Oscar Bento Ribas (17 August 1909 – 19 June 2004) was an Angolan writer.

Ribas was born in Luanda, the son of Arnaldo Gonçalves Ribas (who was Portuguese) and Maria de Conceição Bento Faria (Angolan). His first publications were two novels: Nuvens que passam (Clouds that pass) in 1927 and Resgate de uma falta (Rescue of a lack) in 1929.

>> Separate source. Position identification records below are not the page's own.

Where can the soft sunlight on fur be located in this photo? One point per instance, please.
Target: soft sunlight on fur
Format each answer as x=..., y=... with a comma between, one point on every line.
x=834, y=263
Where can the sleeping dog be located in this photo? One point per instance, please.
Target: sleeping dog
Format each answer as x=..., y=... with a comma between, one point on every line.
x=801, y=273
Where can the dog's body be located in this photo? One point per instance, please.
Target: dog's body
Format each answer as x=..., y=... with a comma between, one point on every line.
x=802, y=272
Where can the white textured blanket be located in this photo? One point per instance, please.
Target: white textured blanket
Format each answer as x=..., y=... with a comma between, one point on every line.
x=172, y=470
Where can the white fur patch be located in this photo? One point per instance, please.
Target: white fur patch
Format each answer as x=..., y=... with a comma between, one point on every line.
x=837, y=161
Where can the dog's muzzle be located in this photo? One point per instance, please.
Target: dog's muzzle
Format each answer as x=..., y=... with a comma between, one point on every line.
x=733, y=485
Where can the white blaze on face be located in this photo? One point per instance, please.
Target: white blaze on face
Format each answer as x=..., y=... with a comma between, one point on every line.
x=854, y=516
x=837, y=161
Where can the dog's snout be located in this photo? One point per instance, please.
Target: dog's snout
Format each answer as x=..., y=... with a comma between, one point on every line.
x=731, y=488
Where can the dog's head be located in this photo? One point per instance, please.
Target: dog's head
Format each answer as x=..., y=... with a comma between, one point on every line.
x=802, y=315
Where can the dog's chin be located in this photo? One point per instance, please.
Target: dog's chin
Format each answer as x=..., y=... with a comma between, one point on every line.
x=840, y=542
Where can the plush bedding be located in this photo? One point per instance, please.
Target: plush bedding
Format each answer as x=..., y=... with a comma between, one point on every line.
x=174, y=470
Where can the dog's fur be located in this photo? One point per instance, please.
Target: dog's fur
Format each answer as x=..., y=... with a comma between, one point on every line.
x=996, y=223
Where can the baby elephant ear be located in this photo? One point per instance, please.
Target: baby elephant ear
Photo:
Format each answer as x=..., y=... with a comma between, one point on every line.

Ribas suffered from gradual loss of eyesight in his 20s. Nevertheless, he continued to research and write. In 1950 he published: Flores e espinhos (Flowers and Thorns) and Uanga ( Magic ) and in 1952 Ecos da minha terra (Echoes of my land). Together with Echoes Of My Land and The Evil Spell (1951), Ribas's writings took on a distinct African character. The Evil Spell is about the marriage of an African man and woman. It is interwoven with Mbundu fables, songs, and folklore. In 1969, Ribas published an expanded edition of the novel.

==Researches==
Ribas also conducted and published seminal researches. In 1958 Ribas published Ilundo: Angolan Divinations and Rites, his 18-year study of Mbundu culture and religion. His second publication on Angolan culture was Missosso: Traditional Angolan Literature. This three-volume work was published in 1961. It was a linguistic work that also contained a vernacular dictionary and Portuguese translations of Angolan tales. The fascination Ribas had for Angolan culture and his affection for the country received in-depth treatment in his autobiography All of This Happened (1975).

He was awarded the Medal Gonçalves Dias for the National Library of Rio de Janeiro in 1968.

Ribas died on 19 June 2004 in Lisbon, Portugal.